Planning for the future is often a difficult prospect, especially when it is the future of a Texas family-owned business or corporation that will outlive the current executive. However, a transparent and carefully crafted plan helps to keep the family legacy intact, provides wealth protection and allows for a predictable distribution of assets to the heirs and surviving spouse. The vital business succession aspect of estate planning involves training the next generation of executives, creating a protocol for succession and considering the family dynamics.
Research shows that around 70 percent of family-owned businesses fail to transition to the second generation. One cause of this is poor planning, which may lead to intestacy, will contest litigation and lost business revenue. An estate plan allows the executive to create a formal path for transition that minimizes business risk, the inheritance tax and other associated fees and taxes.
Large corporations typically have plans for leadership transition and groom individuals who will be assuming leadership roles. In a family business, however, a single person often runs the business. Early planning allows an executive to assist heirs in designing a career development plan that prepares them for taking over the business someday.

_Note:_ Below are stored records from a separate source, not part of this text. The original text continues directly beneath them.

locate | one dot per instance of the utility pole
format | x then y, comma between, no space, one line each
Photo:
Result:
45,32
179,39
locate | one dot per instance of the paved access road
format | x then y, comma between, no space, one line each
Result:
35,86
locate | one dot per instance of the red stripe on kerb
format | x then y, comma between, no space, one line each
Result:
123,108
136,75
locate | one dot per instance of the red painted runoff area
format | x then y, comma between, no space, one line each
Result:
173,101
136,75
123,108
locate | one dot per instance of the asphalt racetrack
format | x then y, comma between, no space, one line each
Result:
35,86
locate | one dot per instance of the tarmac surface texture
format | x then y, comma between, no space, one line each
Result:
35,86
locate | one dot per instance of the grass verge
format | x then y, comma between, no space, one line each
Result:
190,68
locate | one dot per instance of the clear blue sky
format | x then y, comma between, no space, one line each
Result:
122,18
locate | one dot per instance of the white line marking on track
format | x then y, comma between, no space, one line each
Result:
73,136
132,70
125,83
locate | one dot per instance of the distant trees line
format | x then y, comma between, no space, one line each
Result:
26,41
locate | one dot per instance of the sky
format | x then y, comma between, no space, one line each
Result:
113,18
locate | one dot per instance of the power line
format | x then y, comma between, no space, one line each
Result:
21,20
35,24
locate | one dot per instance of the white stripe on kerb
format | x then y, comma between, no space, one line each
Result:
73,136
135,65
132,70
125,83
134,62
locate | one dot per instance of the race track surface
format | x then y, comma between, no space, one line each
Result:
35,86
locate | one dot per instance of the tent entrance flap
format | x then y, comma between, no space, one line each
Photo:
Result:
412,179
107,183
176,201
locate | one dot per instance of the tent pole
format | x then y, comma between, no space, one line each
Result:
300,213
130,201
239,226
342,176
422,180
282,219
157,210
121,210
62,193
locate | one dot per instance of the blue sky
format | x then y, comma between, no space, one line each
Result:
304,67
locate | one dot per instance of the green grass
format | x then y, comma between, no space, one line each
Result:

The initiation of an estate plan requires no small amount of courage and foresight. Envisioning how a business will be conducted after transition of executive authority isn’t easy, but it is necessary for reducing costs and leaving one’s legacy intact. Family dynamics, identification of future leaders, asset valuation and many other factors play into the final estate plan. An estate planning attorney may be able to assist individuals with the creation of legally binding documents governing estate administration and business transition plans.